Pac Man has been in more big fights than Muhammad Ali and Sugar Ray combined, but at 34 the once dominant Filipino is now looking shop-worn. Not since he re-arranged the face of Antonio Margarito in 2010 have we seen the Pacquiao of old - victories over a shot Shane Mosley and Juan Manuel Marquez (contentious - again) proved little, while a highly controversial defeat to Timothy Bradley was later overturned by a WBO panel. But it was the fourth meeting with Marquez that told us how far Manny has slipped from the days when he scorched through the divisions taking out many big names on the way. And while Manny was a round up on all the cards the fact he walked onto a massive right hand suggests his star is very much on the wane. He will face American hardman Brandon Rios later this year.
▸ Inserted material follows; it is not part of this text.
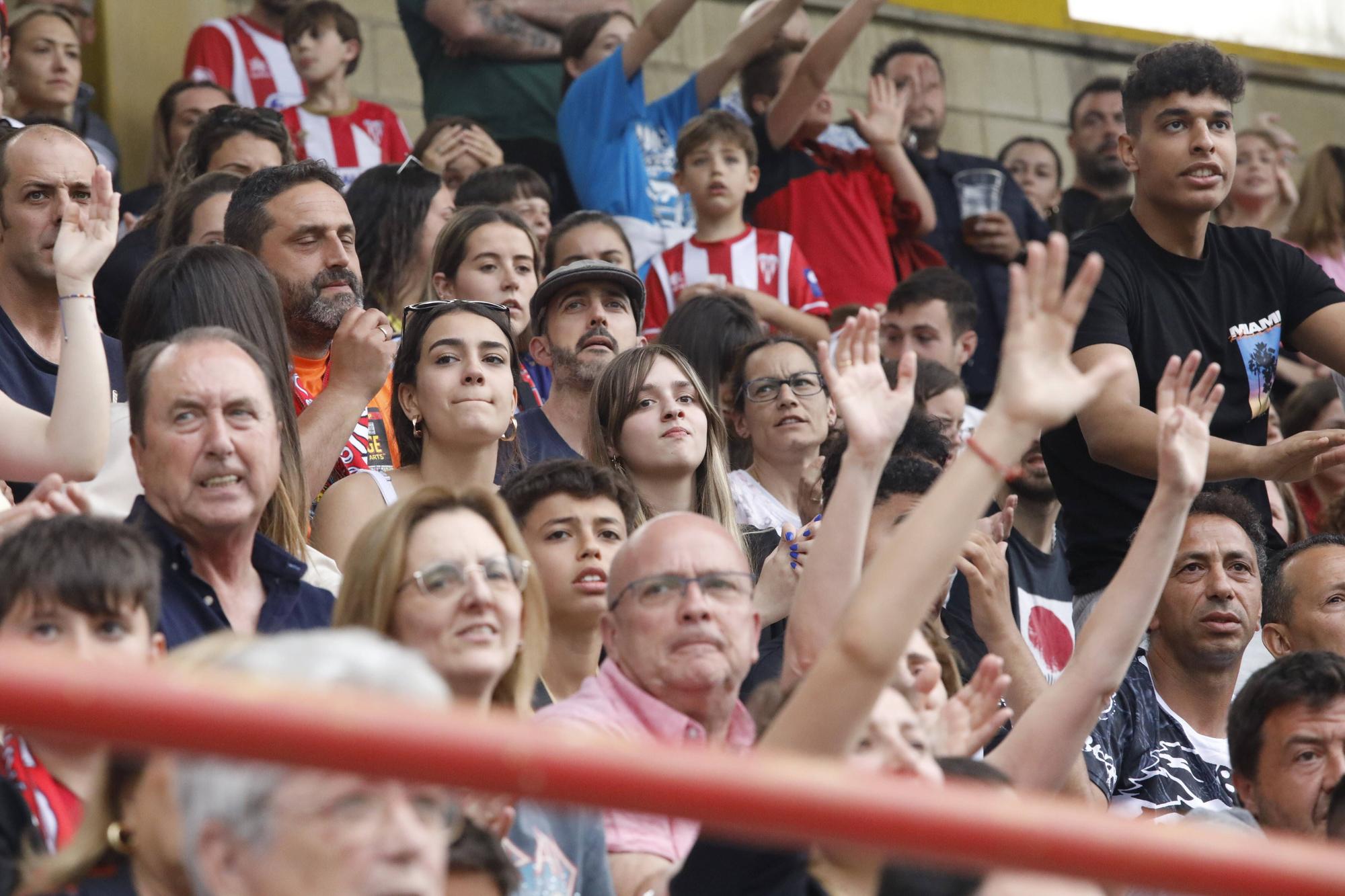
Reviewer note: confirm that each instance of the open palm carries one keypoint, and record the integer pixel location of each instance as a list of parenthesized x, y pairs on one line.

Rarely do the 'little guys' get their dues in the big picture but surely the 'Filipino Flash' is worthy of a high rating after tearing through four weight classes in as many highly active years. Manny Pacquiao's successor is willing to take on all-comers, rarely backing away from a challenge. This proved his undoing when he faced the two-time Olympic champion and undefeated pro Guillermo Rigondeaux in his latest outing. Against a style that was all wrong for Donaire, the defence-minded Cuban edged a unanimous points verdict that sent the 30-year-old to his first loss since he was defeated on his second pro bout. However, despite being unable to solve this riddle Donaire stays in the list and we expect him to remain among the elite when he steps up in weight again later in 2013 having apparently struggled to make 122lb.
The exiled Cuban makes his first appearance in the list following his decisive victory over Donaire in April. The two-time Olympic champion had won a world title in only his seventh pro fight but he was the underdog heading into the unification scrap with Donaire. However, the southpaw was all wrong for the Filipino and won the purists over - if not true fight fans - with a clinical display that saw him down in the 10th round. Rigondeaux won few supporters with this win and it remains to be seen if he will be able to advance up the list with other champions likely to avoid him like the plague.